In a review by Johnny Loftus of AllMusic, "The album that launched a thousand wind machines, Reflections of Passion established Yanni as the face of contemporary instrumental music. While 15 of its songs were culled from earlier releases, it was nevertheless the pianist and composer's popular breakthrough. It propelled him onto the world stage -- literally, since he performed concerts in such locales as the Taj Mahal and China's Forbidden City. The exotic places fit Yanni's sweeping compositions, which incorporated crashing percussion and fleets of surging synthesizers to approximate what a wind storm would sound like if it was made of melody. "Nostalgia", "True Nature" and "Farewell" all worked on simplistic, yet extremely powerful piano lines that ebbed and flowed with new age grace. Sure, things could get a bit too soft-focus; tracks like "First Touch" were like delicate menageries teetering on a high shelf. But Yanni's command of straightforward structure and melody helped mainstream Reflections immensely."

Professional ratings
Review scores
| Source | Rating |
| AllMusic | Star Half star |

==Tour==
In April 1991, Yanni began his first major concert tour across the US that featured a 10-piece band, including a string quartet, performing in 31 cities in six weeks. All the music was performed live without the use of computers or pre-recorded parts.

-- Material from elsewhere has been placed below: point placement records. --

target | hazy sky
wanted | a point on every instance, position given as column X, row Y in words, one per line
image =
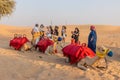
column 29, row 12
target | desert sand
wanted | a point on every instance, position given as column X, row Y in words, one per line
column 16, row 65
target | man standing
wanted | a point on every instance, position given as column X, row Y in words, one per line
column 35, row 34
column 92, row 39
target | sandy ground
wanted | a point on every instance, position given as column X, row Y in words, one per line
column 16, row 65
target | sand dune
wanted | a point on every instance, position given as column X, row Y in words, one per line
column 16, row 65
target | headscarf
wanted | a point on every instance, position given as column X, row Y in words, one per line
column 92, row 27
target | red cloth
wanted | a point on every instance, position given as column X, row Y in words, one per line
column 77, row 52
column 44, row 43
column 17, row 43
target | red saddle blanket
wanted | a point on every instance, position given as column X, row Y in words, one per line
column 17, row 43
column 77, row 52
column 44, row 43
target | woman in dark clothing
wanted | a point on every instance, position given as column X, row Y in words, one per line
column 92, row 39
column 56, row 31
column 75, row 35
column 51, row 30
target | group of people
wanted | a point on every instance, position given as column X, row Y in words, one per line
column 39, row 31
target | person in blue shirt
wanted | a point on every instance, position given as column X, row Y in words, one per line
column 92, row 39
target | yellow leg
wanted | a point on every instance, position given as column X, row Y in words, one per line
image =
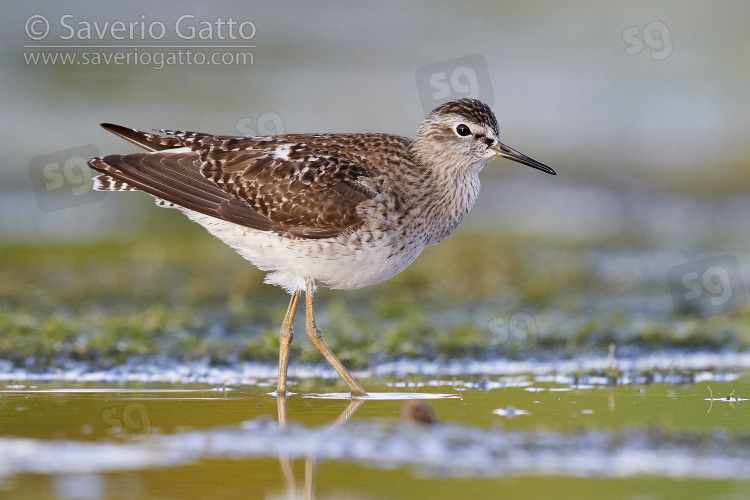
column 285, row 339
column 316, row 336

The band included:

- Charlie Adams - drums
- Osama Afifi - bass guitar
- Charlie Bisharat - violin
- Michael Bruno - percussion
- Joyce Imbesi - keyboards
- Bradley Joseph - keyboards
- Amy Shiotani - keyboards

==Track listing==
All music composed by Yanni.

| No. | Title | Original album | Length |
|---|---|---|---|
| 1. | "After the Sunrise" | Out of Silence | 4:38 |
| 2. | "The Mermaid" | Out of Silence | 3:47 |
| 3. | "Quiet Man" | Niki Nana | 4:33 |
| 4. | "Nostalgia" | Keys to Imagination | 4:29 |
| 5. | "Almost a Whisper" | New recording | 3:08 |
| 6. | "The Rain Must Fall" | Chameleon Days | 4:37 |
| 7. | "Acroyali" | Out of Silence | 5:05 |
| 8. | "Farewell" | Optimystique | 2:46 |
| 9. | "Swept Away" | Chameleon Days | 5:09 |
| 10. | "True Nature" | New recording | 4:35 |
| 11. | "Secret Vows" | Out of Silence | 3:58 |
| 12. | "Flight of Fantasy" | New recording | 5:41 |
| 13. | "A Word in Private" | Chameleon Days | 3:45 |
| 14. | "First Touch" | Niki Nana | 3:00 |
| 15. | "Reflections of Passion" | Chameleon Days | 4:35 |

==Personnel==
Credits taken from the album's liner notes.

Music
- Yanni – instruments
- Charlie Adams – acoustic and electronic drums, percussion

Production
- Yanni – production, engineer (except "Farewell")
- Jerry Steckling – engineer on "Farewell"
- Peter Baumann – production
- Chris Bellman – mastering at Bernie Grundman Mastering in Hollywood, California
- Richard Evans – album cover
- Icon, Los Angeles and London – design and art direction
- Lynn Goldsmith – photography

==Charts==

===Weekly charts===

| Chart (1990) | Peak position |
|---|---|
| US Billboard 200 | 29 |

===Year-end charts===

| Chart (1991) | Position |
|---|---|
| US Billboard 200 | 61 |

==Certifications==

| Region | Certification | Certified units/sales |
| Canada (Music Canada) | Platinum | 100,000^{^} |
| United States (RIAA) | Platinum | 1,000,000^{^} |
^{^} Shipments figures based on certification alone.